Terrorists are back in Kosovo and they are preparing attacks
It states that according to what is known to authorities in Pristina, since 2012, 348 adults had gone from Kosovo to Syria to join Islamic State.
The newspaper says that “many have died there, but many have returned,” and that “in the absence of a coherent program of de-radicalization, (Islamist) prisoners get out of jail and remain loyal to Islamic State.”
Among those who are now free is Fitim Lladrovci, who, as a 24-year-old, watched a Syrian man get tied up to a stake and blown up with a missile launcher. It is alleged that the killer was Lavdrim Muhaxheri, “a notorious Kosovo Albanian who was flagged as an international terrorist threat before he was killed with a drone.”
The Times writes that Kosovo Albanians have also participated in several recent terrorist attacks and that “six Kosovo Albanians, men and women, were arrested in June last year in Kosovo and in Germany for participating in two conspiracies targeting NATO troops in Kosovo and civilians in Belgium and France,” and recalls that “a month earlier eight people were arrested in Kosovo over a plot aimed at killing Israeli footballers.”
The paper estimates that the case of Fitim Lladrovci, a Kosovo Albanian who has twice fought for Islamic State in Syria, and then returned to his home where he continues to preach radical ideology, shows that the Pristina authorities cannot curb the problem of terrorism.
The author of the article, Anthony Loyd, describes Lladrovci’s case:
“Four years have passed since a young Islamic State fighter from Kosovo witnessed one of the organization’s most abhorrent killings. Fitim Lladrovci was 24 when he saw a Syrian tied to a stake and blown up with a rocket-propelled grenade,” Loyd writes.

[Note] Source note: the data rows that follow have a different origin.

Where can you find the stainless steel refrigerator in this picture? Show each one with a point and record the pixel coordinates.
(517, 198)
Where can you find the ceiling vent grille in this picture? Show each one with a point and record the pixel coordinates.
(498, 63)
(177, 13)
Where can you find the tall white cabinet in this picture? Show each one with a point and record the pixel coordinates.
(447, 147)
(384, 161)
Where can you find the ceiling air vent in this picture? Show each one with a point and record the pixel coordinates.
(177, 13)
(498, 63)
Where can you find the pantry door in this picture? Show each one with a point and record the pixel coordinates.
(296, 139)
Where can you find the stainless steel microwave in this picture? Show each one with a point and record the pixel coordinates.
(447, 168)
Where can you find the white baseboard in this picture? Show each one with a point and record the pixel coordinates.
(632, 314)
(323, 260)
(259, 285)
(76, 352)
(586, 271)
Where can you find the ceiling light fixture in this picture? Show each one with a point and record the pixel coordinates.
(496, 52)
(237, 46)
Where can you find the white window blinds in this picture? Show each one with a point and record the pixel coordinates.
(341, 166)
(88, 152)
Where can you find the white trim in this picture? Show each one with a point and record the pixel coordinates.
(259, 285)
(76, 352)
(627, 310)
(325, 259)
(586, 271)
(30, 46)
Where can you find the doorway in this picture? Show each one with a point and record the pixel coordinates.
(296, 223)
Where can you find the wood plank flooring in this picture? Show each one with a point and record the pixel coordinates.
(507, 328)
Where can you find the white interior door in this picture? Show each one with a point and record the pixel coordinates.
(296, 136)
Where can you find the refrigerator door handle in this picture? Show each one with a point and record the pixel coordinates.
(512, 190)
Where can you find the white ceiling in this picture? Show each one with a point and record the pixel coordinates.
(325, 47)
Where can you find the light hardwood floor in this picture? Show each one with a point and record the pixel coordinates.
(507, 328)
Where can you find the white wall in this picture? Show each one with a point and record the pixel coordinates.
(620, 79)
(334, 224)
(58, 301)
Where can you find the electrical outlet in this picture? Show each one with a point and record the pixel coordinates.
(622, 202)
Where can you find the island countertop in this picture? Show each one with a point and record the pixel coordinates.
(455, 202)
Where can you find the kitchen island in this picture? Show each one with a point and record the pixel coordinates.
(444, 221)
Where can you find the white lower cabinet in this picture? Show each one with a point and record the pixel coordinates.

“It was certainly not the worst thing I saw among many executions, beheadings and burnings. Even kids got used to seeing such things,” Lladrovci is quoted as saying – “reflecting in Pristina, capital of Kosovo, on his continued loyalty to ISIS.”
Lladrovci was not put on trial after his first trip to Aleppo 2013, where he was part of the al-Nusra Front: he was questioned for 11 hours and then released. Only after the second departure to the battlefield in 2015 – where he served in the Albanian unit of Islamic State executioner Lavdrim Muhaxheri – was he sentenced to prison. However, that did not come even close to solving the problem of his activities.
“The caliphate is not finished,” Lladrovci said this week, four months after his release. “I want to create an Islamic state in Kosovo and I will be happy to die for it,” the Times quoted the jihadist as saying.
Prosecutor Fikri Krasniqi, meanwhile, told the British outlet says that the Kosovo authorities have no problem convicting terrorists, but struggle with de-radicalization – removing the consequences of the indoctrination the jihadis went through in Syria and in the training camps. The de-radicalization program is not obligatory, and most terrorists are irreparable anyway, said the prosecutor.
Kosovo judges often find it difficult to pass judgments against members of ISIS because of the lack of evidence from Syria, and they mostly give short sentences, regardless of the gravity of the crime. In addition, the insufficiently strict system of probation leaves many terrorists free to continue with the spread of extreme ideology.
According to some security assessments, “the number of Kosovo jihadists is equal to the total number of extremists from all other Balkan countries put together.” In addition, the Albanian unit is “the only one from the Balkans that exists independently within ISIS, which shows that the number of fighters from the ranks of Albanians is quite large.”